Dennehy Makes `The Jackie Presser Story' Engrossing

There's a lot of detail to comprehend in HBO's newest TV movie, "Teamster Boss: The Jackie Presser Story," which premieres at 8 p.m. Saturday - but if you can't keep all the details straight or figure out who is double-crossing whom, the picture is still worth watching for the always-reliable and inventive acting of Brian Dennehy as Presser.

Abby Mann, who has a tradition of writing socially relevant screenplays, does his best to sort out all the complications in this inside look at the Teamsters' Union. Still, Dennehy's portrait of the uncouth Presser - a future wife says: "All he needs is an apple in his mouth" - is never less than compelling, and Alastair Reid's lively direction keeps things moving.

There's excellent support from Eli Wallach, Robert Prosky, Al Waxman, Maria Conchita Alonso and Jeff Daniels - plus cameo appearances by President Bush and former President Ronald Reagan not likely to delight their supporters.

The first of the season's new network TV movies is from ABC and is, predictably, a docudrama about sex and murder - "A Murderous Affair: The; Carolyn Armus Story," at 9 p.m. Sunday on KOMO-TV. It was unavailable for previewing - and if you miss it, be advised CBS is also doing the same story, to be called "Danger of Love," coming soon to a channel near you.

Showtime has a new TV movie this weekend, too - "Devlin," at 9 p.m. Saturday. It stars Bryan Brown and is little more than a standard action movie about a cop fighting corruption in higher echelons of the police department. Lloyd Bridges as an imperious kingmaker is a plus - and he meets a particularly appropriate end.

TNT is repeating its newest TV movie, "The Habitation of Dragons," at 7 p.m. tomorrow, but despite being written by the usually reliable and sensitive Horton Foote, and with a talented cast that includes Pat Hingle, Jean Stapleton and Frederic Forrest, it's an overheated, unbelievable melodrama that never rises above its stage origins. You can practically feel the curtain rising between scenes.

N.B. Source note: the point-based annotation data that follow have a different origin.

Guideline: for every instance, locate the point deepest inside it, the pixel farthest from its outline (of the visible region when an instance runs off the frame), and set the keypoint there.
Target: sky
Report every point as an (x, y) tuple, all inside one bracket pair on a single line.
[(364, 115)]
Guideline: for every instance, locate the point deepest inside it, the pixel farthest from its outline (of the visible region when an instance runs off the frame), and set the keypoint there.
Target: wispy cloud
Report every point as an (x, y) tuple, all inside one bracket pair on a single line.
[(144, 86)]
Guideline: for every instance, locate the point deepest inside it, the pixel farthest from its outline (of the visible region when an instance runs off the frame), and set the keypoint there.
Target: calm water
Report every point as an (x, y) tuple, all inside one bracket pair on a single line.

Shows to catch: Fox is unveiling another series, "Flying Blind," at 10 p.m. Sunday on KCPQ-TV, and if you like "Herman's Head," which begins its new season at 9:30 p.m. Sunday, you'll love "Flying Blind," to which it bears more than a passing resemblance.

Corey Parker plays Neal, just out of college and working for a big corporation, who feels his life is predictably dull until he meets sexy, unpredictable Alica (Tea Leoni) - and his life will never be the same. It's well-cast, fast-paced, slick and sexy in the Fox sitcom style. The fact Jim Burrows, who directed most of the early "Cheers" episodes, directed the pilot doesn't hurt either. "Flying Blind" is in an awkward time slot but if enough viewers catch it, it could turn into a hit.

Also enjoyable is the opening segment of the new season for the syndicated "WKRP in Cincinnati," at 6:30 p.m. Sunday on KING-TV. Newest cast member is a wild-man DJ, played by French Stewart, who seems to have been told to make his character as close to Kramer on "Seinfeld" as possible.

Shows to Avoid: CBS' "Frannie's Turn" sitcom, which premieres at 8 p.m. Sunday on KIRO-TV, is stupefyingly bad - terribly acted, stupidly written. One wonders the sanity of whoever at CBS gave the green light for this mess.

And who gave the green light at KOMO-TV for "That's Amore," a new syndicated series Channel 4 likes so much that, starting Monday, it's airing it at 11 a.m. and again at 2 a.m. It's another of those wretched shows where married couples complain about each other at tiresome lengths.

Tom Arnold, still riding on the coattails of wife Roseanne Barr, has another tasteless, unfunny "comedy" special on HBO, premiering at 9:30 p.m. Sunday. It's a case study in how to be offensive without ever being funny.

Video notes: NBC repeats a great "Cheers" episode which features Johnny Carson, at 9 tonight on KING-TV. . . . Julia Child goes to Norway for an hour special at 8 tonight on KCTS-TV. . . . Fox's new comedy series, "Likely Suspect," premieres at 9:30 p.m. tomorrow on KCPQ-TV. . . . ABC's "Weekend Special" series of children's specials begins its new season with "Take Me Out of the Ballgame," an engaging mix of live action and a cartoon character, at 11:30 a.m. Saturday on KOMO-TV. . . . Don't miss the premiere of PBS' new series, "Behind the Scenes," co-hosted by Penn & Teller, at 9:30 a.m. Sunday on KCTS-TV. . . .CBS' wonderful "Brooklyn Bridge" begins its second season at 8:30 p.m. Sunday on KIRO-TV. . . .Mike Siegel interviews Tony Bennett on his KTZZ-TV show, "One on One," at 5 p.m. Sunday.